As fate would have it, good things soon converged upon the family. Lives were about to change.

Breaking the cycle

Frances approached another nonprofit, Finding Freedom through Friendship.

“It was a rare opportunity to work with another nonprofit in NW Guatemala,” says Frances. "And it produced excellent outcomes for the family."

FFF funded materials and construction labor while AAV provided budgeting, purchasing, and transportation services, made monthly food deliveries, and checked on the children's health and their schooling.

In addition, FFF sponsored Estela through AAV’s accelerated two-year high school program and then another two-and-a-half years of nursing school.

Although Estela is extraordinary, so are many Maya Jaguar graduates. Since 2010, when the high school recruited its first students, dozens have graduated and gone on to pursue teaching, nursing, computer and other careers closed to those lacking middle-and-high school degrees.

“We send every graduate into a tough world equipped to perform at a high level,” says Frances. “They know how to set goals and work hard to attain them. And they are active or potential agents of positive change in the indigenous villages from which they came.”

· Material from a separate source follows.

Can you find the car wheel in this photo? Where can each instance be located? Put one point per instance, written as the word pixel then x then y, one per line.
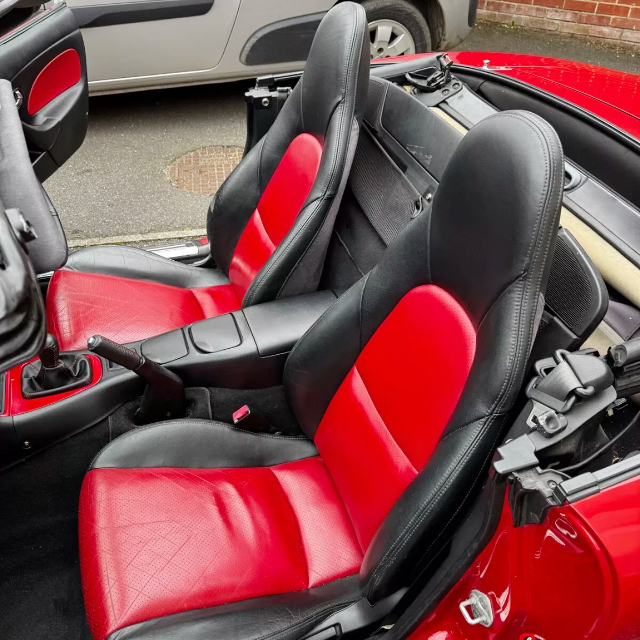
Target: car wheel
pixel 396 28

Frances reports that the day Estela got her first paycheck, she began helping her mother support her younger siblings. She can’t lift them out of poverty, but she can make their lives more comfortable.

Perhaps the most important thing Estela, and other Maya Jaguar graduates can do, is provide indigenous youth a glimpse into bright futures made possible through education.

At Maya Jaguar, the doors—and our arms—are wide open.

Mary Korbulic is a retired writer and photographer and a former journalist and teacher. She travels extensively and publishes resulting stories and photos on her personal blog, Ordinary Life. Mary plans to write more about Guatemala and Adopt-a-Village.